Each input is scaled by some factor ${s\sim U(\frac{1}{1+S},1+S)}$ .

We crop each input to size $27\times 27$ , where the window is chosen randomly and uniformly.

Each input is reflected horizontally with a probability of 0.5.

Each input element is dropped independently and identically with some random probability $D_{0}$ .

A.3 Initialization and training procedure

We initialize the weights of each convolution layer $m$ with i.i.d zero-mean Gaussians with standard deviation $\frac{\sigma}{\sqrt{F_{m}}}$ where $F_{m}$ is the number of parameters per filter for that layer. We chose this parametrization to produce activations whose variances are invariant to filter dimensionality. We use the same standard deviation for all layers but the input, for which we dedicate its own hyperparameter $\sigma_{I}$ as it oftentimes varies in scale from deeper layers in the network.

We train the model using the standard stochastic gradient descent and momentum optimizer. We use minibatch size of 128, and tune the momentum and learning rate, which we parametrize as $1-0.1^{M}$ and $0.1^{L}$ respectively. We anneal the learning rate by a factor of $0.1$ at epochs $130$ and $190$ . We terminate the training after $200$ epochs.

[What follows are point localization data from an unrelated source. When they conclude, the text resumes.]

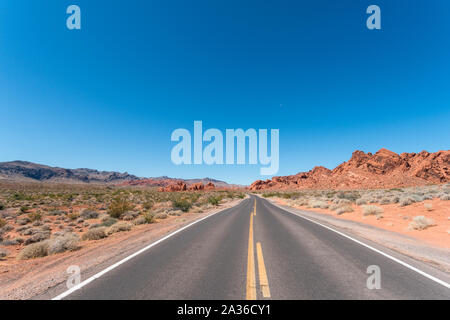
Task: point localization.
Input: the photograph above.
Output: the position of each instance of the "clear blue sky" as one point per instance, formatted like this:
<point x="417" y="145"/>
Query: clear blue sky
<point x="109" y="96"/>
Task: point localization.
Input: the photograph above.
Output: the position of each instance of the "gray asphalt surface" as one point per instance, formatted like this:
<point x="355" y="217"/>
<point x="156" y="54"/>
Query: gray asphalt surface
<point x="302" y="260"/>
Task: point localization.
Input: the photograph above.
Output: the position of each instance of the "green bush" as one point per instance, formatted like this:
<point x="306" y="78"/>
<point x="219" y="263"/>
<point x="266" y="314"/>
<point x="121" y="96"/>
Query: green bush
<point x="95" y="234"/>
<point x="119" y="206"/>
<point x="35" y="250"/>
<point x="214" y="200"/>
<point x="34" y="216"/>
<point x="149" y="217"/>
<point x="119" y="227"/>
<point x="182" y="204"/>
<point x="109" y="222"/>
<point x="24" y="209"/>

We regularize the weights of all layers with weight decay coefficient $W$ . We apply dropout on the outputs of the max pooling layers, and tune these rates $D_{1},D_{2}$ separately.

A.4 Testing procedure

We evaluate the performance of the learned model by averaging its log-probability predictions on 100 samples drawn from the input corruption distribution, with masks drawn from the unit dropout distribution.

Appendix B Additional figures for image caption generation

In Figures 5(a) and 5(b) we provide some additional visualization of the results from the image caption generation experiments from Section 4.2 to highlight the behavior of the Bayesian optimization routine. Both figures show the validation BLEU-4 Score on MS COCO corresponding to different hyperparameter configurations as evaluated over iterations of the optimization procedure. In Figure 5(a), these are represented as a planar histogram, where the shade of each bin indicates the total count within it. The current best validation score discovered is traced in black. Figure 5(b) shows a scatter plot of the validation score of all the experiments in the order in which they finished. Validation scores of 0 correspond to constraint violations. These figures demonstrate the exploration-versus-exploitation paradigm of Bayesian Optimization, in which the algorithm trades off visiting unexplored parts of the space, and focusing on parts which show promise.

Appendix C Multimodal neural language model hyperparameters

We optimize a total of 11 hyperparameters of the log-bilinear model (LBL). Below we explain what these hyperparameters refer to.

The LBL model has two variants, an additive model where the image features are incorporated via an additive bias term, and a multiplicative that uses a factored weight tensor to control the interaction between modalities.

The goal of the LBL is to predict the next word given a sequence of words. The context size dictates the number of words in this sequence.

These are optimization parameters used during stochastic gradient learning of the LBL model parameters. The optimization over learning rate is carried out in log-space, but the proposed learning rate is exponentiated before being passed to the training procedure.

This controls the size of the joint hidden representation for words and images.

Words are represented by feature embeddings rather than one-hot vectors. This is the dimensionality of the embedding.

A regularization parameter that determines the amount of dropout to be added to the hidden layer.

$\mathcal{L}_{2}$ regularization on the input and output weights respectively. Like the learning rate, these are optimized in log-space as they vary over several orders of magnitude.

The rank of the weight tensor. Only relevant for the multiplicative model.